Among these offerings in The Forum was one titled “French Canada and the Dominion” by W. Blackburn Harte, appearing in the November 1890 issue.1  Harte mentions the French-Canadians of New England as a subtopic in an article attempting to explain Qu
ébec to a U.S. audience. His piece countered an article by journalist and former Montréal mayor Honoré Beaugrand that had appeared in the July 1889 edition.2  Beaugrand sought to rebut the negative portrayal in the U.S. press of the French-Canadians and their compatriots in New England. He claimed to be telling his U.S. audience the truth about political attitudes in Québec. Harte thinks he knows better and his article purports to set the record straight.

An Englishman Becomes An Expert on Canada


Harte was born in London, England in 1868. He was still a teenager when he set out for Canada around 1887. After mercifully brief and luckless stints in the Québec countryside and in New York City, Harte became a writer for Montréal papers, notably for The Gazette, while living in anglophone circles in the city. After a brief return to New York, Harte relocated to Boston in 1890 where he settled and established himself as an American writer specializing in Canadian subjects.3

Let's break this down: A Victorian Englishman living in Boston, with a couple of years of experience as a journalist in Québec, dwelling in an anglophone
milieu, while writing for the notoriously anti “French” Gazette, became the interpreter of the French-Canadian soul for U.S. readers of The Forum. In doing so, he casts aside with condescension the views previously expressed in that publication by the well-traveled, experienced journalist Beaugrand, Canadien born and bred. 

Anti-clerical, republican and a Freemason, the bilingual Beaugrand was an idiosyncratic spokesman for his people perhaps. But he had lived among them, and plied his trade as a journalist throughout the United States as well as in Québec. He had far more experience living and working in both Canada and the U.S. than did Harte. 

Then as today, U.S. press reports about Québec often derive from, and closely mirror, anglophone Canadian perspectives – views Harte imbibed from The Gazette. Typically, the U.S. press doesn't trust the Québécois to account for themselves.

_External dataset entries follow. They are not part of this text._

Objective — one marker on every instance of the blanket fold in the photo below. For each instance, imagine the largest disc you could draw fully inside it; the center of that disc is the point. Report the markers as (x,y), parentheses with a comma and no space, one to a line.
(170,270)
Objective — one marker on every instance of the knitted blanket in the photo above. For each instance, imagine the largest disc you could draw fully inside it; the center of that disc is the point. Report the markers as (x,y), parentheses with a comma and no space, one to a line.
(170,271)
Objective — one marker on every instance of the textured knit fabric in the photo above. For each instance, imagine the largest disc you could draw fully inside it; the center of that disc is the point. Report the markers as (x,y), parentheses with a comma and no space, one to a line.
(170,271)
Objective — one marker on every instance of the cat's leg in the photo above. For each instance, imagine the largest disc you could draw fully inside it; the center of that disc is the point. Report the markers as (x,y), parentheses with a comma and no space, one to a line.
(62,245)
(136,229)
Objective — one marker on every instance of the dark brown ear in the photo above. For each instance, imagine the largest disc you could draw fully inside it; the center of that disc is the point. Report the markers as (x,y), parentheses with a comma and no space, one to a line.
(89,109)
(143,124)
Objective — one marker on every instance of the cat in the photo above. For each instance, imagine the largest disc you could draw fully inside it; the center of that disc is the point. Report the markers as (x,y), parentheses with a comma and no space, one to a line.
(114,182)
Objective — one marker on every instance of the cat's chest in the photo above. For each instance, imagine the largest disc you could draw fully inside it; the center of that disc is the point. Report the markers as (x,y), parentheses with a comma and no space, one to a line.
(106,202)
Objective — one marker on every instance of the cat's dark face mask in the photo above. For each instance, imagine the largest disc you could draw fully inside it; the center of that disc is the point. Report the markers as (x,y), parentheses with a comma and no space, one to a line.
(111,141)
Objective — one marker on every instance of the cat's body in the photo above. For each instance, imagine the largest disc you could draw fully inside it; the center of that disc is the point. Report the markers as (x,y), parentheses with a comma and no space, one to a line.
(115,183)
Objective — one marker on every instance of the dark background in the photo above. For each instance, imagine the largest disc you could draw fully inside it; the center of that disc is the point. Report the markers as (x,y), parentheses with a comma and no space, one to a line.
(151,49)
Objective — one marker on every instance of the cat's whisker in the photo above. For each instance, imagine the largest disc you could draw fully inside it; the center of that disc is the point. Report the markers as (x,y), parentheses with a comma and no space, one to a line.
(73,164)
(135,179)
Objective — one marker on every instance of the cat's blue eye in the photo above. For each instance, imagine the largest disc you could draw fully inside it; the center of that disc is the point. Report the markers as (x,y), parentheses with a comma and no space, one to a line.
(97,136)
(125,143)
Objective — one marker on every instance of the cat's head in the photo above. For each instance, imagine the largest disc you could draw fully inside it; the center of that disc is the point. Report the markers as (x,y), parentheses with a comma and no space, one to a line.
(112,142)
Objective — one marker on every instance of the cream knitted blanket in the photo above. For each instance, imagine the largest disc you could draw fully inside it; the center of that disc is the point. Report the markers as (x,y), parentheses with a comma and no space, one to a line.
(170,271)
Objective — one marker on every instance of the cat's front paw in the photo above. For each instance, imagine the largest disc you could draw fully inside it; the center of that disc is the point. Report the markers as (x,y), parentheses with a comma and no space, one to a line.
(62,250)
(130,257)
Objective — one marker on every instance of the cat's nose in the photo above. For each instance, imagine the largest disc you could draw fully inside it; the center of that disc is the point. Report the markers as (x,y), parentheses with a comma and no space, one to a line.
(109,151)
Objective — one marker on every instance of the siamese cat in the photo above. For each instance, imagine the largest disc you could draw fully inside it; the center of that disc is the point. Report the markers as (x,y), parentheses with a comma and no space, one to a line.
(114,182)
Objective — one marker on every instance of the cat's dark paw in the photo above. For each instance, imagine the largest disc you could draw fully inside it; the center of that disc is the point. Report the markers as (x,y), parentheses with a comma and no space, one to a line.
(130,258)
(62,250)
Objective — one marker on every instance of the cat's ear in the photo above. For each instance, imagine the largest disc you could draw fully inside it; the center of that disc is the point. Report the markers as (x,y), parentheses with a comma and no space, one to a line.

Predicts "Impending Race War"


Harte begins his piece in The Forum by highlighting U.S. ignorance about its northeastern neighbors:
American people, we may safely affirm, know little or nothing of the French Canadians and of the part they play in the national concerns…of Canada….An occasional reference to the unprogressive character of the French Canadian people has been made in American magazines, usually when the question of annexation has been under discussion; but the writers, if Canadians, have usually been reticent for political reasons, and if foreign observers, have been unaware of the real state of affairs.
After dismissing Beaugrand’s article, Harte predicts nothing less than an “impending race war” between French- and English-speakers in Canada. Harte declares that “a collision between the two peoples is imminent and inevitable.”

Historically, the English and the English-Canadians had been conciliatory to a fault toward the conquered French-Canadians, believes Harte. "The English," in Harte's world, were never the aggressors and have allowed "the French" to dominate Canada. French-Canadian institutions, writes Harte,
…are obstacles in the way of all progress in Canada to-day, and…they are, in fact, weapons in the hands of the enemies of the federal system of government. The French Canadian masses, ground under the heel of political Romanism as they are, are emphatically not fit for manhood suffrage. It is necessary to remark here that the racial struggle and the religious struggle are really identical, as the French Canadian leaders have espoused the crusade of the Ultramontane Party, and now preach open sedition in Quebec.
"French Canada and the Dominion"
by W. Blackburn Harte
November 1890
Harte does not say that he would take away votes from “the French Canadian masses” but he finds them unfit to have them. He saw these "masses" as “ignorant," "superstitious” and utterly in the thrall of “political Romanism.” They voted the way their priests commanded them, claimed Harte, holding the rest of Canada hostage to the Church. 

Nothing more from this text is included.